Rouge
Rouge | |
---|---|
Installed | March 2021 |
Operating System | Linux (Centos 7.6) |
Number of Nodes | 20 |
Interconnect | Infiniband (2xEDR) |
Ram/Node | 512 GB |
Cores/Node | 48 |
GPUs/Node | 8 MI50-32GB |
Login/Devel Node | rouge-login01 |
Vendor Compilers | rocm/gcc |
Queue Submission | slurm |
Specifications
The Rouge cluster was donated to the University of Toronto by AMD as part of their COVID-19 HPC Fund support program. The cluster consists of 20 x86_64 nodes each with a single AMD EPYC 7642 48-Core CPU running at 2.3GHz with 512GB of RAM and 8 Radeon Instinct MI50 GPUs per node.
The nodes are interconnected with 2xHDR100 Infiniband for internode communications and disk I/O to the SciNet Niagara filesystems. In total this cluster contains 960 CPU cores and 160 GPUs.
Access and support requests should be sent to support@scinet.utoronto.ca.
Getting started on Rouge
Rouge login node rouge-login01 can be accessed via the Niagara cluster.

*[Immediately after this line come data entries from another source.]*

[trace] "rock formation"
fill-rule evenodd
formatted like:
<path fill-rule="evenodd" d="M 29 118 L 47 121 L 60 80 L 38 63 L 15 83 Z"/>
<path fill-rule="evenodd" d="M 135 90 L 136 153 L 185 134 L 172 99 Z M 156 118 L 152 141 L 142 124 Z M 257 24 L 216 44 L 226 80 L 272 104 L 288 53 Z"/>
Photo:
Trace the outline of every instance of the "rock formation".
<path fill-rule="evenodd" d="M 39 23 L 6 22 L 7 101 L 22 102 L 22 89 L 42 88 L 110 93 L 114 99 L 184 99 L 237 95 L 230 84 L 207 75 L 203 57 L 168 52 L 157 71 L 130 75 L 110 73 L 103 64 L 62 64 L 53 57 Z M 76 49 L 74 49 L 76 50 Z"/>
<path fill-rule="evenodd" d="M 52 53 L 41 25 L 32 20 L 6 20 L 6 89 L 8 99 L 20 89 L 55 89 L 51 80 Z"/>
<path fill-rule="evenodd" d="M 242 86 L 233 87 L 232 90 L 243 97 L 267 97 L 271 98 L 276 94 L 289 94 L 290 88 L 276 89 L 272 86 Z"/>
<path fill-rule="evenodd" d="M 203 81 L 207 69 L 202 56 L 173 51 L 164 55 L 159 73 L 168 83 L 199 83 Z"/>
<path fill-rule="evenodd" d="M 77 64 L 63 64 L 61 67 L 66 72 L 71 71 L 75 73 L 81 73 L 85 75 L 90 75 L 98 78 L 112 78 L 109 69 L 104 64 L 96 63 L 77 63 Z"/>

ssh -Y MYCCUSERNAME@niagara.scinet.utoronto.ca ssh -Y rouge-login01
Storage
The filesystem for Rouge is currently shared with Niagara cluster. See Niagara Storage for more details.
Loading software modules
You have two options for running code on : use existing software, or compile your own. This section focuses on the former.
Other than essentials, all installed software is made available using module commands. These modules set environment variables (PATH, etc.), allowing multiple, conflicting versions of a given package to be available. A detailed explanation of the module system can be found on the modules page.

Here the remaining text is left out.